Keep the existing timeout repro coverage in:

  • src/discord/monitor/message-handler.queue.test.ts

Add new tests for:

  1. listener returns after enqueue without awaiting full turn
  2. per-route ordering is preserved
  3. different channels still run concurrently
  4. replies are delivered to the original message destination
  5. stop cancels the active worker-owned run
  6. worker failure produces visible diagnostics without blocking later jobs
  7. ACP-bound Discord channels still route correctly under worker execution

Risks and mitigations

  • Risk: command semantics drift from current synchronous behavior Mitigation: land command-state plumbing in the same cutover, not later

  • Risk: reply delivery loses thread or reply-to context Mitigation: make delivery identity first-class in DiscordInboundJob

  • Risk: duplicate sends during retries or queue restarts Mitigation: keep first pass in-memory only, or add explicit delivery idempotency before persistence

  • Risk: message-handler.process.ts becomes harder to reason about during migration Mitigation: split into normalization, execution, and delivery helpers before or during worker cutover

Acceptance criteria

The plan is complete when:

  1. Discord listener timeout no longer aborts healthy long-running turns.
  2. Listener lifetime and agent-turn lifetime are separate concepts in code.
  3. Existing per-session ordering is preserved.
  4. ACP-bound Discord channels work through the same worker path.
  5. stop targets the worker-owned run instead of the old listener-owned call stack.
  6. Timeout and delivery failures become explicit worker outcomes, not silent listener drops.

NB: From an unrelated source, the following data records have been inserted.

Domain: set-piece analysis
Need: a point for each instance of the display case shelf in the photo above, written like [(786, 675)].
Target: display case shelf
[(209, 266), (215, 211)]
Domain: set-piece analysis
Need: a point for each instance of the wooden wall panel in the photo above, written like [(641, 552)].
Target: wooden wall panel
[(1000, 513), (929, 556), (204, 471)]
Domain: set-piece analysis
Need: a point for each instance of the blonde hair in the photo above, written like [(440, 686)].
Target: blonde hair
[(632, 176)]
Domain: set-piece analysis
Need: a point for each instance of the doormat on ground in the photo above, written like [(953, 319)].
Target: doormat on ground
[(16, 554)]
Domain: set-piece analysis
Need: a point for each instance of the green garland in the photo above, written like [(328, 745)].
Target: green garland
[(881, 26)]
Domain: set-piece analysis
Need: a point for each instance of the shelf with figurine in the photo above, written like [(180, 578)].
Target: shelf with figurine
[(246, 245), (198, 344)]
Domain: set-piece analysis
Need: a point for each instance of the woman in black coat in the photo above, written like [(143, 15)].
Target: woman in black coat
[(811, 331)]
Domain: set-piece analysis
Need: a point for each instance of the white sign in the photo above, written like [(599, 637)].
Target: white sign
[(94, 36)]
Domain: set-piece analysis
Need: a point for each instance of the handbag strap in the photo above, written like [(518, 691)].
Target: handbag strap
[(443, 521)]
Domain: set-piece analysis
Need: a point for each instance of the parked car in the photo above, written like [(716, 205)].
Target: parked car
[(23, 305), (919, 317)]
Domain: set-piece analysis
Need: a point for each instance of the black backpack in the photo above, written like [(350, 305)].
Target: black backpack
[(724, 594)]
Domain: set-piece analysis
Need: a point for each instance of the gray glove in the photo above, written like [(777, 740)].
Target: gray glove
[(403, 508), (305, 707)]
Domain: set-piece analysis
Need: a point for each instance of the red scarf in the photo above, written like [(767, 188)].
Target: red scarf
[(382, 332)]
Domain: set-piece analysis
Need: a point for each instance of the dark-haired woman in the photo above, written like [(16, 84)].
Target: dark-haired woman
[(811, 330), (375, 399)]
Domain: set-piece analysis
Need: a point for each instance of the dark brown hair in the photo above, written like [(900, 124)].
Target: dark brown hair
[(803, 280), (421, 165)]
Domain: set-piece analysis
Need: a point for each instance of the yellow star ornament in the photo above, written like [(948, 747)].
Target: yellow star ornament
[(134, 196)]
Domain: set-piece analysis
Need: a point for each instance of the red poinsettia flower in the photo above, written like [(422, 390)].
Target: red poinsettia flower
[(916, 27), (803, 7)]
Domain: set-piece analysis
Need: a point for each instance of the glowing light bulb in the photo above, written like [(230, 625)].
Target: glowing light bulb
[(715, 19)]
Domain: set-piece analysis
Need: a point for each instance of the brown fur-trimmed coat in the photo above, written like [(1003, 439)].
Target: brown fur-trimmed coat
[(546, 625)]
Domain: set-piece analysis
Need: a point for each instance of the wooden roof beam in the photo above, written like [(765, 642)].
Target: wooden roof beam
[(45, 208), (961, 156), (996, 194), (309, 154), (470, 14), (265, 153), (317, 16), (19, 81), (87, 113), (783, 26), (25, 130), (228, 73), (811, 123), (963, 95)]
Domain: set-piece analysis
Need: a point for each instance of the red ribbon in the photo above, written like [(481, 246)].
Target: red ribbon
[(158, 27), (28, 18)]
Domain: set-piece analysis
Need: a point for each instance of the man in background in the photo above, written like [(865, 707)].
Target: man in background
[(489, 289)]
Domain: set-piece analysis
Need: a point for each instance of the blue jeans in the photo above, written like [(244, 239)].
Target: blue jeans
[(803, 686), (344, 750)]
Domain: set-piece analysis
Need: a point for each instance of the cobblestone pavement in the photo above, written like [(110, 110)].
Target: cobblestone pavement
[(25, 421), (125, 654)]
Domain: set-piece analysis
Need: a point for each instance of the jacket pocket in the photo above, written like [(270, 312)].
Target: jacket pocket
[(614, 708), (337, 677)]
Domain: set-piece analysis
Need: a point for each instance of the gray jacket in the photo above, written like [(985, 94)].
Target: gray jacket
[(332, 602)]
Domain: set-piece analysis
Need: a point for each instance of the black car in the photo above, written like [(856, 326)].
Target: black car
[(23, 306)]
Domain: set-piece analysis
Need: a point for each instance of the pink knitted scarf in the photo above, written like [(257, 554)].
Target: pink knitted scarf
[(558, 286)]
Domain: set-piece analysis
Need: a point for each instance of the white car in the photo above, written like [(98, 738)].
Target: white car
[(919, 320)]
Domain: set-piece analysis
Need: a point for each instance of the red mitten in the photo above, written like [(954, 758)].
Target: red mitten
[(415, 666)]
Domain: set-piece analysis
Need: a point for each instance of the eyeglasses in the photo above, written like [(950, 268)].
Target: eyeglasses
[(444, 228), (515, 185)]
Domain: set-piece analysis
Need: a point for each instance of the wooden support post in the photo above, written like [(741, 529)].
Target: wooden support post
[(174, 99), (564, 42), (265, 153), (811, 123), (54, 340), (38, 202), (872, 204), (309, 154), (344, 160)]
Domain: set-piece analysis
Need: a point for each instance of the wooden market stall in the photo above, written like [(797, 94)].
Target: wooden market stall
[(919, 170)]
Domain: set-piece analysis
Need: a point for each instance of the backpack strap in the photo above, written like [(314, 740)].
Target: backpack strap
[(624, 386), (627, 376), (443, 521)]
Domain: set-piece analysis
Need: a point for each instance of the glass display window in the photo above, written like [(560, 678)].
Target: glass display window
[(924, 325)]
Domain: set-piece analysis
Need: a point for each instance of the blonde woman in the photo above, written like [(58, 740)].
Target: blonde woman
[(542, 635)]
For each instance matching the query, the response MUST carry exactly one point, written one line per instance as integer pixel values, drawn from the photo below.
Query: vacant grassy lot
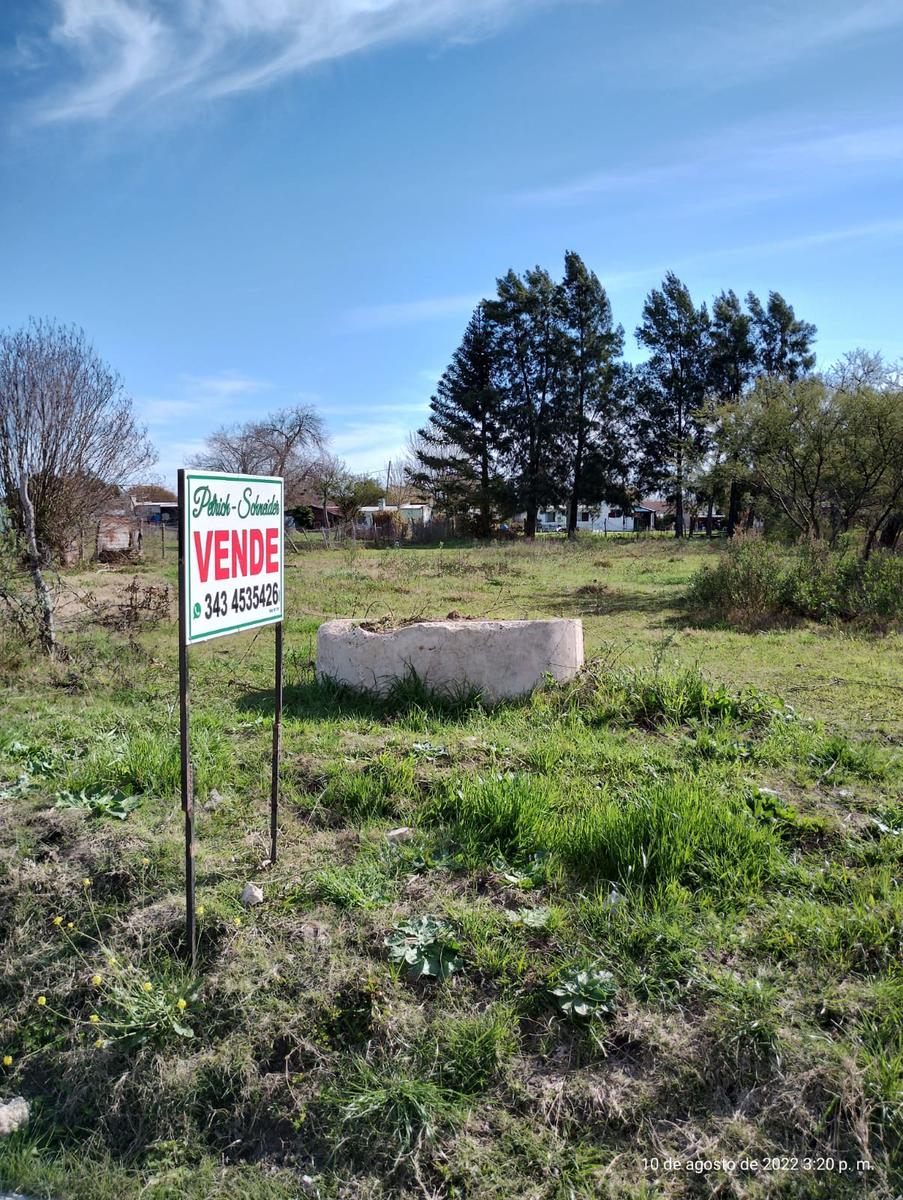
(652, 916)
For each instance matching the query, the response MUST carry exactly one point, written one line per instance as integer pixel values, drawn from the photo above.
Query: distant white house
(414, 514)
(600, 519)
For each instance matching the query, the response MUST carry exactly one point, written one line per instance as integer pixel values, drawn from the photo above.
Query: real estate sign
(233, 543)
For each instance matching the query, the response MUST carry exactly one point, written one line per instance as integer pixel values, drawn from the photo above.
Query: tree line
(539, 408)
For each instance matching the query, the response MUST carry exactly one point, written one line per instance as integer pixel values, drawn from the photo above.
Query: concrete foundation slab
(501, 659)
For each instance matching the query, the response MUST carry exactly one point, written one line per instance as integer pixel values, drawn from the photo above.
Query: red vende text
(237, 552)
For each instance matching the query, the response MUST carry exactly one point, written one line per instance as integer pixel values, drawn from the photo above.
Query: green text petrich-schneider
(233, 540)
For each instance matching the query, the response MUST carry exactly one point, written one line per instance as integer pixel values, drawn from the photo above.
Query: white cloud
(129, 53)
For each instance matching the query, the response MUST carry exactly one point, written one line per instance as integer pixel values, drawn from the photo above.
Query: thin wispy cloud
(366, 318)
(735, 43)
(129, 54)
(887, 231)
(773, 162)
(225, 385)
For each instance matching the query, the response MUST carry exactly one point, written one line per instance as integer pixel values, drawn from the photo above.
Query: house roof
(655, 505)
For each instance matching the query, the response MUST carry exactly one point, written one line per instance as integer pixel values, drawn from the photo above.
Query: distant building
(599, 519)
(414, 514)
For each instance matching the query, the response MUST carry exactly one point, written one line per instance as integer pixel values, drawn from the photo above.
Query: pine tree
(528, 337)
(783, 342)
(673, 388)
(731, 365)
(464, 438)
(588, 401)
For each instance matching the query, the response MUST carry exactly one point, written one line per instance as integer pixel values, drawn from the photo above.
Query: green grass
(711, 816)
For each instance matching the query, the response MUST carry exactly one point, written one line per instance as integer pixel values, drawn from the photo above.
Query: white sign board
(233, 529)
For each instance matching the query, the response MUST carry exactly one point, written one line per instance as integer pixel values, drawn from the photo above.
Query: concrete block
(501, 659)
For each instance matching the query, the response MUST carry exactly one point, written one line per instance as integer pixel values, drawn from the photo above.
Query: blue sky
(247, 203)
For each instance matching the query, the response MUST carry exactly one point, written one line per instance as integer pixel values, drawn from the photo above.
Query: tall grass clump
(680, 832)
(754, 581)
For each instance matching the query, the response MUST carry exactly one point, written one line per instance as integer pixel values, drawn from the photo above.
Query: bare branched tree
(67, 438)
(285, 443)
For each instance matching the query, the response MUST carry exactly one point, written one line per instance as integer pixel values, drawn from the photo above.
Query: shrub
(754, 581)
(747, 581)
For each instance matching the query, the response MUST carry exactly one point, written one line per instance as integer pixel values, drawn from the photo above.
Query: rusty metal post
(187, 789)
(276, 744)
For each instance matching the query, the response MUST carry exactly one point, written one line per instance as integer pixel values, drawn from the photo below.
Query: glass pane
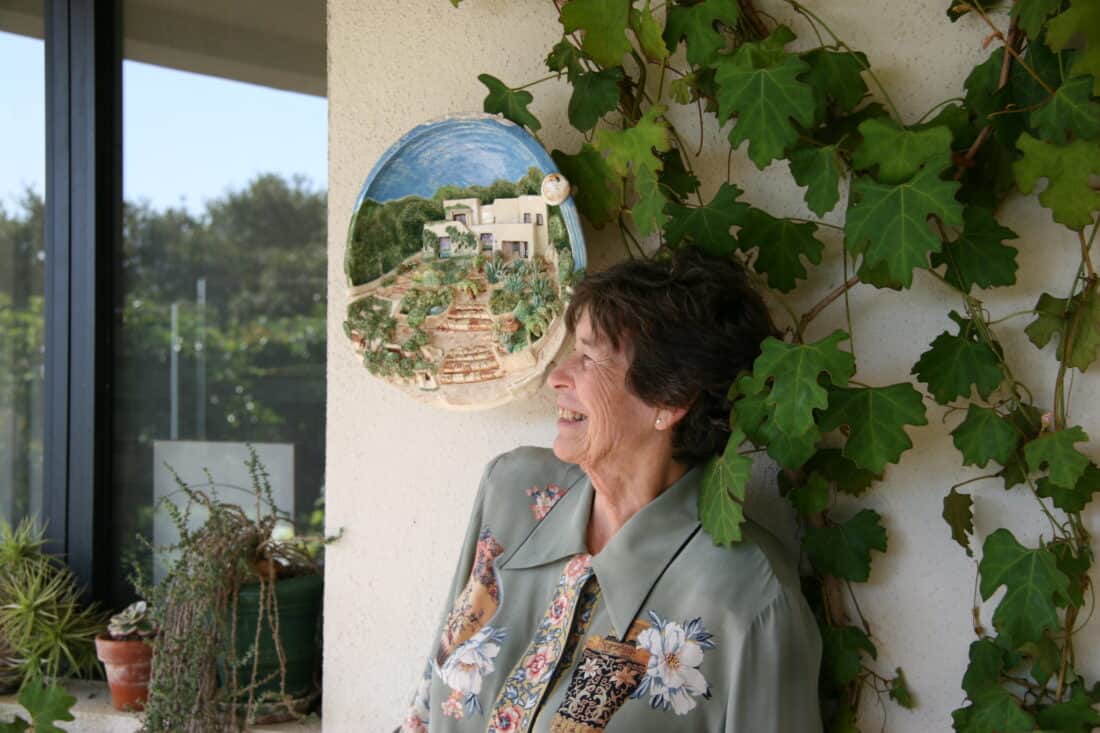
(221, 295)
(22, 261)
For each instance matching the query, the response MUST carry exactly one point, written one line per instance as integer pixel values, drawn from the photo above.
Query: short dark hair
(691, 323)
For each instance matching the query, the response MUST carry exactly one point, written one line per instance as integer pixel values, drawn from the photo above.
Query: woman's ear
(668, 417)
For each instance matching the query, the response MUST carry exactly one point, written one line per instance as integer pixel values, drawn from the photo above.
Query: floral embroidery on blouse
(524, 688)
(545, 499)
(672, 676)
(466, 667)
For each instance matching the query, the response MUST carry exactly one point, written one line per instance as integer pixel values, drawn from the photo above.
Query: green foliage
(1033, 583)
(604, 24)
(509, 102)
(707, 227)
(44, 625)
(876, 417)
(594, 95)
(1067, 168)
(592, 181)
(844, 550)
(888, 222)
(46, 704)
(722, 495)
(923, 196)
(699, 24)
(957, 362)
(762, 89)
(978, 255)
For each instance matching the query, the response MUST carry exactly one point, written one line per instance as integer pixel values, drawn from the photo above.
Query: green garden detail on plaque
(462, 252)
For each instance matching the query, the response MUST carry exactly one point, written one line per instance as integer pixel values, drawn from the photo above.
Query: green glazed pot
(299, 614)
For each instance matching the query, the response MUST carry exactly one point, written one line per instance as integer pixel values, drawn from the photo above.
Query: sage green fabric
(733, 645)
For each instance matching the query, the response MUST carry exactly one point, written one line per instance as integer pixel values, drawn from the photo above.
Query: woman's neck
(622, 490)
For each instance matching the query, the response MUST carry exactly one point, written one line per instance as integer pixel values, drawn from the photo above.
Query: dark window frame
(84, 216)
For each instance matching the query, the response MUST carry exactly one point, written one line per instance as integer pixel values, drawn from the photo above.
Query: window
(22, 273)
(221, 336)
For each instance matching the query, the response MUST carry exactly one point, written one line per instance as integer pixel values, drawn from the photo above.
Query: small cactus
(133, 622)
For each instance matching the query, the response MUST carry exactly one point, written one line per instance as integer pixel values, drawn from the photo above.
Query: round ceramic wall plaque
(462, 252)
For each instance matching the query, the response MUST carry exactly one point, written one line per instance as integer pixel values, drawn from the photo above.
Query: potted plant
(44, 626)
(127, 655)
(238, 615)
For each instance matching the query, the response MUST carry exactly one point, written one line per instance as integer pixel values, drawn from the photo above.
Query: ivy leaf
(46, 704)
(1067, 167)
(633, 149)
(1082, 17)
(1056, 315)
(985, 436)
(565, 57)
(604, 23)
(794, 370)
(592, 182)
(978, 256)
(848, 478)
(648, 32)
(1032, 581)
(1070, 110)
(509, 102)
(954, 363)
(722, 495)
(1056, 451)
(707, 227)
(1075, 499)
(763, 90)
(818, 170)
(1076, 567)
(835, 76)
(845, 550)
(900, 153)
(1075, 715)
(889, 223)
(696, 23)
(594, 95)
(781, 244)
(877, 417)
(648, 210)
(677, 181)
(958, 514)
(1031, 14)
(899, 690)
(751, 414)
(811, 498)
(842, 653)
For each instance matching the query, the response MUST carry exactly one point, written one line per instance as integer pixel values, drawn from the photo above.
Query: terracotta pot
(128, 668)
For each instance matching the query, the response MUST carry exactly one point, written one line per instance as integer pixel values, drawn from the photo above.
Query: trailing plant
(921, 207)
(195, 682)
(45, 628)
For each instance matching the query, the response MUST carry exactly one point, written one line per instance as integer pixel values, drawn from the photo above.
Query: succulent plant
(132, 623)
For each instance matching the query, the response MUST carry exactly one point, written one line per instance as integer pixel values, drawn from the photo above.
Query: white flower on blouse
(474, 658)
(675, 652)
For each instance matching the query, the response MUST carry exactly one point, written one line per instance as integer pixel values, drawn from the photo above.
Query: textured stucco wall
(402, 476)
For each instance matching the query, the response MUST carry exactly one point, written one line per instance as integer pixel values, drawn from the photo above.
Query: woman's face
(598, 417)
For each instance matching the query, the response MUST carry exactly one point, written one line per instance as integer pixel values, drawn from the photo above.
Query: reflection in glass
(22, 260)
(220, 301)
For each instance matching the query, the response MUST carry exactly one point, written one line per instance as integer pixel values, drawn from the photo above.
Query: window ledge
(95, 713)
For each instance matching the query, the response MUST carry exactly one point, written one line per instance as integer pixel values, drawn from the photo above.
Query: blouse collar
(636, 556)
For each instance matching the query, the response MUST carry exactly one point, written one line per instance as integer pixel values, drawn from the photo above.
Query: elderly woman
(586, 597)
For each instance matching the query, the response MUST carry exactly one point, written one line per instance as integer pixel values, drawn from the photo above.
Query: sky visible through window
(188, 138)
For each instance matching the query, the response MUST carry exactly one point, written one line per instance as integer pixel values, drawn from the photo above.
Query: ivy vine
(923, 198)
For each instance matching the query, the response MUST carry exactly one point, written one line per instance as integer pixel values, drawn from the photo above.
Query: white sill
(95, 713)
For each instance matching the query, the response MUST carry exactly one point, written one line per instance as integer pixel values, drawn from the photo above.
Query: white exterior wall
(402, 476)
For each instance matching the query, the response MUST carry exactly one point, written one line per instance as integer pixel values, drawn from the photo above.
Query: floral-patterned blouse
(661, 631)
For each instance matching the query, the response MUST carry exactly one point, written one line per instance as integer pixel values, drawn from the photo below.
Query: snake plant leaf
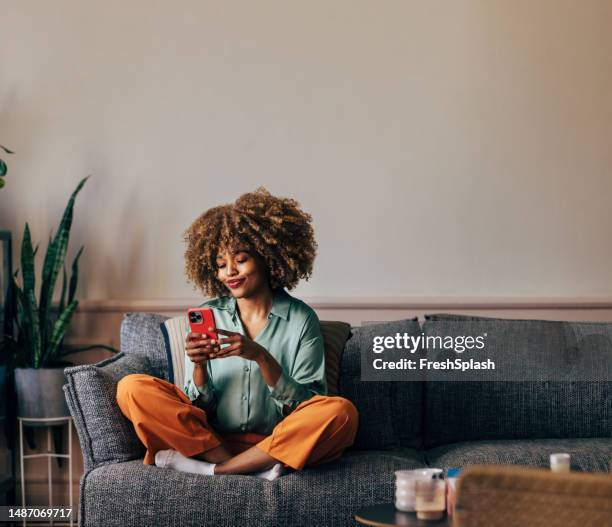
(59, 329)
(27, 261)
(74, 277)
(29, 283)
(56, 253)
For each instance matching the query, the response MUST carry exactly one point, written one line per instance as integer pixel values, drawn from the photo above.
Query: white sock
(272, 473)
(177, 461)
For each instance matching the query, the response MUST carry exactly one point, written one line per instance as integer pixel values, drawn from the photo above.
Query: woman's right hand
(199, 348)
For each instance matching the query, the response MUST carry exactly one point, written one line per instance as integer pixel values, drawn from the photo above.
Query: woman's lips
(235, 283)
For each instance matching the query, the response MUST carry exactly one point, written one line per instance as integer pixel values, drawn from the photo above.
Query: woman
(255, 400)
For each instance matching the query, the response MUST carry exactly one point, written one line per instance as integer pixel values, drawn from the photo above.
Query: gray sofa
(402, 425)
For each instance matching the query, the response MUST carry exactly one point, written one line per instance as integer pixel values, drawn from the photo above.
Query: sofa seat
(587, 454)
(327, 494)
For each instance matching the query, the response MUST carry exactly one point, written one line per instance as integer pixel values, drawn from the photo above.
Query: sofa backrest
(462, 411)
(390, 412)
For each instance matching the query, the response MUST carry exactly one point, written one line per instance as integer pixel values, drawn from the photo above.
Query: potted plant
(5, 255)
(37, 347)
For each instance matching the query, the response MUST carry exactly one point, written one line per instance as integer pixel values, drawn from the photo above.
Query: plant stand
(48, 421)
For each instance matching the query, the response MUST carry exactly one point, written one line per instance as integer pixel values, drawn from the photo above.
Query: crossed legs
(317, 431)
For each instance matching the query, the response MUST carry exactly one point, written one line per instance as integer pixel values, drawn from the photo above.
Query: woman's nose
(231, 269)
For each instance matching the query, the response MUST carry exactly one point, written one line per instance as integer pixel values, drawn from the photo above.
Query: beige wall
(456, 148)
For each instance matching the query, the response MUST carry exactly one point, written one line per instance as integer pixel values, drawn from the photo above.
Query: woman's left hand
(239, 345)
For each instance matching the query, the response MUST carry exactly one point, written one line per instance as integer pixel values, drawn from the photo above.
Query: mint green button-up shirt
(236, 397)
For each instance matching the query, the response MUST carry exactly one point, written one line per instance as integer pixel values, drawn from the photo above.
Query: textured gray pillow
(106, 435)
(141, 335)
(389, 411)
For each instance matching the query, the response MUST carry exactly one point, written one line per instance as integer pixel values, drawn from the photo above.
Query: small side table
(386, 515)
(46, 421)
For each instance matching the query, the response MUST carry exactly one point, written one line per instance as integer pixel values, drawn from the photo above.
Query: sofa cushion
(140, 335)
(465, 410)
(134, 494)
(590, 455)
(389, 411)
(105, 434)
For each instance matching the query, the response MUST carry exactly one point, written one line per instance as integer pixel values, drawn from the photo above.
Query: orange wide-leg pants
(317, 431)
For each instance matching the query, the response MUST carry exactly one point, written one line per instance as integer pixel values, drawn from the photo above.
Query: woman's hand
(239, 346)
(199, 348)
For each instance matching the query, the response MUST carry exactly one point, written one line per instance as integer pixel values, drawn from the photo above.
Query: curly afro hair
(274, 228)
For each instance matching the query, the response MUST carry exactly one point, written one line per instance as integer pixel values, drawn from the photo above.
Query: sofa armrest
(105, 434)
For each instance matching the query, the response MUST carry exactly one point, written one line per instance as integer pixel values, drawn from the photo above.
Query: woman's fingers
(227, 332)
(226, 351)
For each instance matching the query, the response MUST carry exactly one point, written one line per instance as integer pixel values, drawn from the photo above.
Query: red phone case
(208, 321)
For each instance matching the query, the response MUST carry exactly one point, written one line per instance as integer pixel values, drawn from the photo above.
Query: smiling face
(241, 271)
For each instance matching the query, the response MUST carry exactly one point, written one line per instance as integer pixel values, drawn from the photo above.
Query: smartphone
(200, 319)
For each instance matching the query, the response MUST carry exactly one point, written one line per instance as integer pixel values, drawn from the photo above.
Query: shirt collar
(281, 302)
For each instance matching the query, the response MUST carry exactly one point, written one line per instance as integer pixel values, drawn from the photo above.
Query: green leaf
(59, 329)
(86, 348)
(24, 326)
(56, 253)
(74, 277)
(29, 283)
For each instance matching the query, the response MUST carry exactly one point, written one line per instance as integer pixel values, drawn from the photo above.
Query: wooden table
(386, 515)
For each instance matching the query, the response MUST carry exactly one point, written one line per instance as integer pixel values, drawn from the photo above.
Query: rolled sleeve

Remaining landing strategy

Finish this in follow-up PRs:

  1. make DiscordInboundJob plain-data only and move live runtime refs onto the worker
  2. clean up command-state ownership for stop, new, and reset
  3. add worker observability and operator status
  4. decide whether durability is needed or explicitly document the in-memory boundary

This is still a bounded follow-up if kept Discord-only and if we continue to avoid a premature cross-channel worker abstraction.